Nixon is withholding $400 million in funds, including $66 million for education, $13 million for developmentally disabled provider rate adjustments, an initial $1 million from the Meals on Wheels Program despite the fact the Legislature increased funding for the program this fiscal year, and many others. These numbers are the governor’s. And yet he calls the Legislature irresponsible.
The governor’s actions are fiscally irresponsible and based on ideology and not economic reality. And yet the governor is using comments by the big rating agencies as a warning that implementing House Bill 253 will cost Missouri its AAA rating. There are questions about the credibility of the big three rating agencies and I have written about these concerns in a post for my Third Floor Blog.

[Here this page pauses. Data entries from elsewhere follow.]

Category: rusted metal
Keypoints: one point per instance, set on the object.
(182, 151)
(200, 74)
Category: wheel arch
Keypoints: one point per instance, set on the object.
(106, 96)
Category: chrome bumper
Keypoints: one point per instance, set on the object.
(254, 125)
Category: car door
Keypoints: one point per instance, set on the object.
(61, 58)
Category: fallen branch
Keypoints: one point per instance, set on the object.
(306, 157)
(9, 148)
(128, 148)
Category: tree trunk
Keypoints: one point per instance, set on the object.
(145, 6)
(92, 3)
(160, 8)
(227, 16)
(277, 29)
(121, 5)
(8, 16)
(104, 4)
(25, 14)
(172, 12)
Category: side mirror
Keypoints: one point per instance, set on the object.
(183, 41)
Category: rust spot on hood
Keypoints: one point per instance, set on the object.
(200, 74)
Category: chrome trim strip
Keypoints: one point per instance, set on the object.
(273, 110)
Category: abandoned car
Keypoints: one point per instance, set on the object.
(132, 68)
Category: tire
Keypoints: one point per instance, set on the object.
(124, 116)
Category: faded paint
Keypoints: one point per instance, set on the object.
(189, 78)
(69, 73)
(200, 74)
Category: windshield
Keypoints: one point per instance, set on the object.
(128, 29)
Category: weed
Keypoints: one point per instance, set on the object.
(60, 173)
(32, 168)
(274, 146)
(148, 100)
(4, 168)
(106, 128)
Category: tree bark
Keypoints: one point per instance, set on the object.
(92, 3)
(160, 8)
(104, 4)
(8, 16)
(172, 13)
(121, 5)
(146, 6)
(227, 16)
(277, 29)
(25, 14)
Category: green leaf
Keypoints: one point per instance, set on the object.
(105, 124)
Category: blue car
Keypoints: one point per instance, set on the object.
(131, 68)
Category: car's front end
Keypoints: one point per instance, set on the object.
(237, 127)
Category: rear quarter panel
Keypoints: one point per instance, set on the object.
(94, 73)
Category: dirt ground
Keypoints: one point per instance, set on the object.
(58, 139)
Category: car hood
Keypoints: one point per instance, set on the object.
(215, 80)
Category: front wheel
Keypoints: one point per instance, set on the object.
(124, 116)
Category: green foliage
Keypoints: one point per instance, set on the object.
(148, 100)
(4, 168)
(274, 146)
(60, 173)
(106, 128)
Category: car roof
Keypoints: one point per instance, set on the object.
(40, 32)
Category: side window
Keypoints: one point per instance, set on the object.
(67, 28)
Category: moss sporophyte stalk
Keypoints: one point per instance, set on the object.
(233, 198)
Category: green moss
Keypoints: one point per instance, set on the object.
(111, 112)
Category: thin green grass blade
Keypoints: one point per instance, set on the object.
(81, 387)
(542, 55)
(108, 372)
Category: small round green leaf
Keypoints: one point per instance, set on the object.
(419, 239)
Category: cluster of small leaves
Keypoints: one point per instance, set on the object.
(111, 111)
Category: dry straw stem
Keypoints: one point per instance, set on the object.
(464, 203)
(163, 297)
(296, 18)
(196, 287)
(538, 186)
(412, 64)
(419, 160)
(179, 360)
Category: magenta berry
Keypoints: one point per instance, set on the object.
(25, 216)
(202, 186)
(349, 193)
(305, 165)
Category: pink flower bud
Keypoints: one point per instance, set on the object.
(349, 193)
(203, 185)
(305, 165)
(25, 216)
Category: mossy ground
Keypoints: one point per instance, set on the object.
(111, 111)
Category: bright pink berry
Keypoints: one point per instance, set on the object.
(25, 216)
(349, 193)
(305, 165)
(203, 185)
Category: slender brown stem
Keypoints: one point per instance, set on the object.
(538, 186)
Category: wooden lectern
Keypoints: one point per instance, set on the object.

I encourage everyone to investigate their past claims regarding the soundness of the financial instruments that caused the recession in 2008.
The facts simply do not support the governor’s arguments.
Gov. Nixon is only telling one side of the story about House Bill 253. His claims that school funding will be further affected by House Bill 253 are completely unfounded and are just casting a cloud of confusion over the discussion. The facts are the facts and, while inconvenient for the governor, are nonetheless the truth. It is time to break through all the noise and clutter surrounding HB 253. The legislature should side with the taxpayers and override the governor’s veto.
Rep. Tom Flanigan, R-Carthage, is chairman of the Fiscal Review Committee.